Ce mouvement traduit un changement de perception : les investisseurs n’anticipent plus le scénario d’un blocage durable du détroit d’Ormuz, mais celui d’une réouverture progressive du trafic maritime et d’un retour partiel du pétrole iranien sur le marché mondial.
Aux États-Unis, Wall Street salue la baisse du risque
À Wall Street, la réaction est positive. La baisse du pétrole réduit les craintes d’un nouveau choc inflationniste et redonne de l’appétit pour le risque. Les valeurs technologiques, industrielles et les compagnies aériennes profitent de cette détente, tandis que les valeurs pétrolières reculent sous l’effet de la baisse du brut.

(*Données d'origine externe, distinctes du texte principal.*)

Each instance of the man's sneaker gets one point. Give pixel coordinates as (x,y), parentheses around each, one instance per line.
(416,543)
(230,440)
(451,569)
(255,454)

Le dollar, lui, évolue plus prudemment. La baisse du risque géopolitique réduit normalement la demande pour les valeurs refuges, mais les investisseurs restent surtout tournés vers la Réserve fédérale américaine et ses prochaines décisions sur les taux.
En Iran, l’espoir d’une bouffée d’oxygène
Pour l’Iran, l’accord ouvre une perspective économique majeure. La possibilité d’exporter davantage de pétrole, de récupérer des revenus bloqués et d’attirer des devises pourrait soulager une économie très fragilisée.
Mais les marchés iraniens restent suspendus à deux inconnues : la solidité politique de l’accord et l’évolution du rial. Si la monnaie iranienne se renforce durablement, ce sera le signe que les acteurs économiques croient à une véritable détente.
En Israël, une réaction plus froide
À Tel-Aviv, la réaction est plus mitigée. La baisse du pétrole est positive pour l’économie israélienne, notamment pour les transports, les compagnies aériennes et les coûts de production. Mais les investisseurs israéliens regardent surtout le contenu stratégique de l’accord.
La Bourse de Tel-Aviv a reculé après les premières annonces, tandis que le shekel s’est renforcé. Ce mouvement reflète une lecture ambivalente : soulagement économique d’un côté, inquiétude sécuritaire de l’autre.